Like any red-blooded TV watcher with good taste, I am a huge fan of the Netflix show Orange is the New Black. I mean, what’s not to like?
I waited a long time to read the book, because I knew as a memoir it would lack the spicy salaciousness of the show. I am glad I jumped in, however. Piper Kerman does an excellent job of describing her personal experience as a woman incarcerated for white-collar crime, and she explains the kinds of sentencing injustices served to all kinds of people for strange and petty things. Kerman does a great job of portraying her story while being clear that her case is unusual and not the typified prison experience.
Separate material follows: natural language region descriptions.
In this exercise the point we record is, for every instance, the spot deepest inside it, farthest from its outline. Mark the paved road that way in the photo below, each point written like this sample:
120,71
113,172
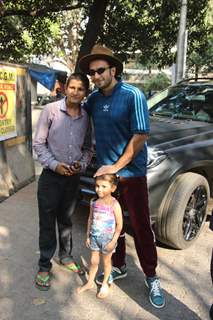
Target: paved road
184,274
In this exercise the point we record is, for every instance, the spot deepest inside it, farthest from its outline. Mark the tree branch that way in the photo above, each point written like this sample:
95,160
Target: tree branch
38,12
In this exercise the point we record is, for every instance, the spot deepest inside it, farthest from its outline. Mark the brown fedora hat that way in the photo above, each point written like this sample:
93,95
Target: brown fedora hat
99,52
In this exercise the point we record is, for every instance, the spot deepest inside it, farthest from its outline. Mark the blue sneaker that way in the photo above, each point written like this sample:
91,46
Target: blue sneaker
156,296
116,273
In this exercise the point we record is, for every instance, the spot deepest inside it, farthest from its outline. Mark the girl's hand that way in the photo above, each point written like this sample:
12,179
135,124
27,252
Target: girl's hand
88,242
110,246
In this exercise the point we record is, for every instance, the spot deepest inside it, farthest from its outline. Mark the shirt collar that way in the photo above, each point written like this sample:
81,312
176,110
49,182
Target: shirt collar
118,84
63,108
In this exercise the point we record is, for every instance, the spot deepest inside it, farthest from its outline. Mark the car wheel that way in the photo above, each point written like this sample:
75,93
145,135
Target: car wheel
184,211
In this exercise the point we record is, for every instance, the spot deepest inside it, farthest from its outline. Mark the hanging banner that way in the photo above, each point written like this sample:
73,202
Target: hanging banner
7,103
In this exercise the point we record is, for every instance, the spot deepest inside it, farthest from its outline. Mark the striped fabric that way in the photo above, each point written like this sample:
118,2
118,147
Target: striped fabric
116,118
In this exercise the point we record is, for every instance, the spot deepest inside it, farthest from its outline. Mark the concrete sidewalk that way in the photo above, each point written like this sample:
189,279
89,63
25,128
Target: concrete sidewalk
184,274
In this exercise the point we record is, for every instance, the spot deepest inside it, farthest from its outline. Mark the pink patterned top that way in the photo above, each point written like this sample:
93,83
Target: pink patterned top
103,221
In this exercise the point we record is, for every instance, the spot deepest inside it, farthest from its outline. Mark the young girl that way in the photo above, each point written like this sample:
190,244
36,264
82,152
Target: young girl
103,229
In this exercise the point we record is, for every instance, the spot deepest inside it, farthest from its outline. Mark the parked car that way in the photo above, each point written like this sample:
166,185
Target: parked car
180,161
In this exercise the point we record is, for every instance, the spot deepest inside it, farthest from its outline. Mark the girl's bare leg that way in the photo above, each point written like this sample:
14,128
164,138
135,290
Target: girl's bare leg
95,259
104,291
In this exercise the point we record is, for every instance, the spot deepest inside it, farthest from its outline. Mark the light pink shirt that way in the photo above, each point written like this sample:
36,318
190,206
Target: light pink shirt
62,138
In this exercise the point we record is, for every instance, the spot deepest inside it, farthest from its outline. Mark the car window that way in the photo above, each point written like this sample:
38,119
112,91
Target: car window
193,102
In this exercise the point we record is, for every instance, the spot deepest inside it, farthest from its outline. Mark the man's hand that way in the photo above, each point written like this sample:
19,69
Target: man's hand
109,169
75,167
110,246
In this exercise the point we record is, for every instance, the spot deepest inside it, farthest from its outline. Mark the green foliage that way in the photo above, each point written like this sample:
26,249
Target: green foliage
35,27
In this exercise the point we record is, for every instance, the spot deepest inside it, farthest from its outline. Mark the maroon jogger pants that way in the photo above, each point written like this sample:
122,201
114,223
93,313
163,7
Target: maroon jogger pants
133,195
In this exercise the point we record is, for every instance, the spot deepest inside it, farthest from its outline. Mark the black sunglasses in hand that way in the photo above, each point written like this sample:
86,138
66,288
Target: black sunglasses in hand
99,71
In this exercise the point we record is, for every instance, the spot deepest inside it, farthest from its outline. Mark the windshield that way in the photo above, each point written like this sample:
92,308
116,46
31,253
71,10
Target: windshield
191,101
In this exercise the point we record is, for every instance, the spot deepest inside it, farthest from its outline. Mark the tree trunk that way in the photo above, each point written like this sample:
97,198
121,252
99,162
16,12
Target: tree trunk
96,19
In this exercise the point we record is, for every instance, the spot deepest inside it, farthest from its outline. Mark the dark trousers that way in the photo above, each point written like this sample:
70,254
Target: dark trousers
57,196
133,195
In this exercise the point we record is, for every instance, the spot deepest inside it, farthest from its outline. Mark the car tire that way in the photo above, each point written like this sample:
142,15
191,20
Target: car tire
183,212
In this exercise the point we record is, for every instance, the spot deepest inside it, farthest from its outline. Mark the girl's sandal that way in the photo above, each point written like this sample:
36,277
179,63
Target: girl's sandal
104,292
42,283
75,267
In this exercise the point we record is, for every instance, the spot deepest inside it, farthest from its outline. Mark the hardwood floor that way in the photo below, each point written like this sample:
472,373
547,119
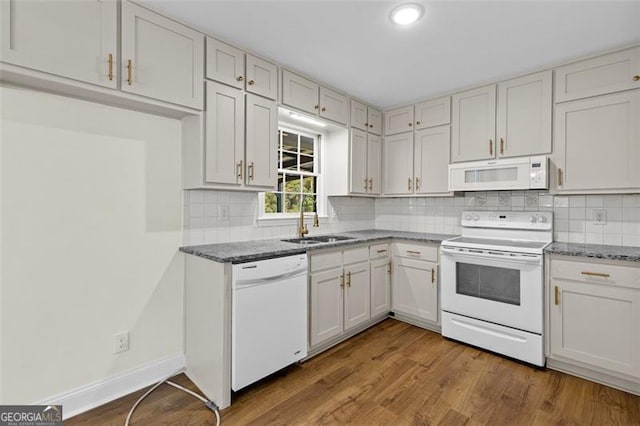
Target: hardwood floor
393,374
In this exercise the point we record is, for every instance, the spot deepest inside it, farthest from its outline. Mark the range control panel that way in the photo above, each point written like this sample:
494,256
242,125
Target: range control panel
508,220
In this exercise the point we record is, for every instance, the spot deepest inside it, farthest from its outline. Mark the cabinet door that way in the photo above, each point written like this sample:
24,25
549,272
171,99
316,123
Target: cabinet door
71,39
398,120
374,121
359,183
598,143
433,113
474,125
374,163
262,77
262,142
224,134
415,288
326,305
357,301
225,63
380,286
605,74
596,324
359,115
161,59
299,92
524,116
431,157
398,164
334,106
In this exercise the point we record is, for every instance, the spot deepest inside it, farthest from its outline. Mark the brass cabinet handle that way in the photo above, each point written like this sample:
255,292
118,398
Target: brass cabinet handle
129,72
239,169
110,66
596,274
559,177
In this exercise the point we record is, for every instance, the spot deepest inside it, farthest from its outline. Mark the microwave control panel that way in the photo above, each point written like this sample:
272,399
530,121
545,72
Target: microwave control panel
539,177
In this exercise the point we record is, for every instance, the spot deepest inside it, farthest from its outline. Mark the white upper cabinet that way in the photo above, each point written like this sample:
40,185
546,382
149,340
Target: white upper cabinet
334,106
261,142
524,116
224,144
262,77
474,124
299,92
74,39
359,115
161,59
398,120
374,121
431,157
605,74
398,164
597,143
433,113
225,63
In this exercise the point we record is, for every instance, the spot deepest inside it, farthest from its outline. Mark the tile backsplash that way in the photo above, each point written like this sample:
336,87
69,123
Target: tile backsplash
222,216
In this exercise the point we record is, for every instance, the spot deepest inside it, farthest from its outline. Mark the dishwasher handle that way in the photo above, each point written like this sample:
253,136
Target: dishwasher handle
270,279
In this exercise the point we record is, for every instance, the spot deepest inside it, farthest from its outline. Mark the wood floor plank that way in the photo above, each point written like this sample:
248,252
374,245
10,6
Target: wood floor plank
393,374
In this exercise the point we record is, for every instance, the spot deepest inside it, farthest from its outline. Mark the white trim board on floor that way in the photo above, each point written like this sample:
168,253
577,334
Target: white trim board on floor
100,392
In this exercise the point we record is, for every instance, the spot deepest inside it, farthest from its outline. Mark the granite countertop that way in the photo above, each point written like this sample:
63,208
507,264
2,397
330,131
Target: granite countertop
599,251
249,251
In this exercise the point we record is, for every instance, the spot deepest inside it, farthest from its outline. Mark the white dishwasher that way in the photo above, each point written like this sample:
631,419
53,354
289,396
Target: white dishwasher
269,317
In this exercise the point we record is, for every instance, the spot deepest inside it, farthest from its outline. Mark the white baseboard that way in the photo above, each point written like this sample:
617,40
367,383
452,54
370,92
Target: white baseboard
102,391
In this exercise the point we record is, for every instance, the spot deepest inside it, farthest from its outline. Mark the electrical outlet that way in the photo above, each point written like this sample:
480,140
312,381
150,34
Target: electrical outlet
599,217
121,342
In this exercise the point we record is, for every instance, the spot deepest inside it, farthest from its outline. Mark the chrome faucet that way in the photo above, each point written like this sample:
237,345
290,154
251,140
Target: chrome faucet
302,228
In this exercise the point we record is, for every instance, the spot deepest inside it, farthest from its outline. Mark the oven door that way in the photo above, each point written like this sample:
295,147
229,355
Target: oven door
500,287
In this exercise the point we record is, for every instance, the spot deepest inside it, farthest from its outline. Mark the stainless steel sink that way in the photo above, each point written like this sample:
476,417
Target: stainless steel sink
301,241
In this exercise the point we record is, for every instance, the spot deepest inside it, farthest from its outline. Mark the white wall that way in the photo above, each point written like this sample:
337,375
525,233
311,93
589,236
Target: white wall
91,222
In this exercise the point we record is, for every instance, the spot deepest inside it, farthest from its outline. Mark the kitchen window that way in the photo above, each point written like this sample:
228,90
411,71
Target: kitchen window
298,175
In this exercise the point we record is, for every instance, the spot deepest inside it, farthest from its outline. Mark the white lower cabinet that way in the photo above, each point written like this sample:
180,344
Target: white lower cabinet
594,317
415,281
Her self-aware voice navigates race, gender, and socioeconomic status with grace and dignity, and she does a great job telling other people’s stories in the limited voice that she does have.
You know the story, so I won’t get into it, but I will say that the book is worth reading as a standalone. You find out the kinds of things that Kerman gets involved with to stay sane, the friends she makes, and the lessons she learns about others and herself. It’s one of the better memoirs that I’ve read, particularly because it mixes dark humor with pathos and humility. I’d recommend reading this book whether or not you like the show, because it gives you a glimpse into a world that most of us don’t even think about. It’s an interesting true story, and there are sobering problems in our justice system that Kerman tries valiantly to bring to our attention, just as it was brought to hers.
I enjoyed it quite a bit. Now, I just have two more episodes left to finish out Season 2!